TORINO - Una volta si chiamava calcio d’agosto, adesso sarebbe forse meglio definirlo calcio d’estate, prima di quello che conta davvero. E la metamorfosi della fase difensiva della Juventus è la dimostrazione di quanto i giudizi del precampionato siano spesso approssimativi e affrettati. Insomma, lasciano il tempo che trovano: così l’allarmismo che aveva cominciato a circolare e a diffondersi come un pericoloso virus, dopo le tre amichevoli estive bianconere è stato prontamente spazzato via. Un cambio di passo che ha più spiegazioni che vanno oltre alla logica del classico “le gambe erano imballate” piuttosto che “mancavano i titolari” oppure “serve tempo per metabolizzare i movimenti”. C’è dell’altro nella rivoluzione radicale nella fase difensiva tra i 7 gol incassati nei tre test e la quota zero alla voce reti incassate nelle prime tre giornate di campionato.

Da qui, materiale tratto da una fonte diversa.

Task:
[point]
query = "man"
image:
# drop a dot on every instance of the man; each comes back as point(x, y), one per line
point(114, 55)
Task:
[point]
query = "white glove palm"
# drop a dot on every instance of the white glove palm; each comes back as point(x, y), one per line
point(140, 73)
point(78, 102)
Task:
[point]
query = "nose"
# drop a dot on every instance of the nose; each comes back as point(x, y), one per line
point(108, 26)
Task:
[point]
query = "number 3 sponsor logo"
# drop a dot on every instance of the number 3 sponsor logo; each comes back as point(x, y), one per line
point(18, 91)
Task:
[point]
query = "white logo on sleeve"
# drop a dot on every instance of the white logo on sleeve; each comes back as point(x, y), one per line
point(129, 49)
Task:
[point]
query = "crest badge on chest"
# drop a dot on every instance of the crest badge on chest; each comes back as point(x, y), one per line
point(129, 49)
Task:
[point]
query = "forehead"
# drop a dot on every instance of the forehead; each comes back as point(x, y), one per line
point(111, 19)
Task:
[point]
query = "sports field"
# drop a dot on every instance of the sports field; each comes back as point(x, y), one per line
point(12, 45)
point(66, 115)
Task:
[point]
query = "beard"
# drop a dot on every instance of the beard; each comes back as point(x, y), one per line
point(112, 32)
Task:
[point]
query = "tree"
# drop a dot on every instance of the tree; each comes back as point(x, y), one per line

La metamorfosi della difesa della Juve
Nelle prime prove della nuova Juve di Thiago Motta era emersa la fragilità, al di là degli interpreti, nel blindare la porta bianconera, contro avversari inferiori ma avanti di condizione (come nel caso del Norimberga e in parte anche del Brest) o rivali da Champions però in versione dimessa (come l’Atletico Madrid): qualche incertezza, tanti esperimenti e la sensazione dilagante di aver bisogno di più tempo per trovare misure e contromisure. Invece l’allenatore juventino ha tirato fuori dal cilindro un brillante inizio di stagione, prima della sosta delle Nazionali, con la fase difensiva come vero punto di forza, forse un po’ a sorpresa se confrontato con quanto, appunto, visto nella fase di preparazione. C’è anche un accorgimento tattico: nel precampionato Motta ha disposto la squadra principalmente con il 4-1-4-1, piazzando Khephren Thuram da frangiflutti davanti alla linea a 4 difensiva. Invece in campionato il passaggio al 4-2-3-1 ha dato maggiore stabilità e ha dato una mano alla retroguardia: ciò che maggiormente ha impressionato della Juventus di Motta nelle prime tre giornate di Serie A è l’aver tenuto lontano gli avversari dall’area, di fatto disinnescando ogni possibilità di colpire la porta custodita da Di Gregorio, spesso disimpegnato.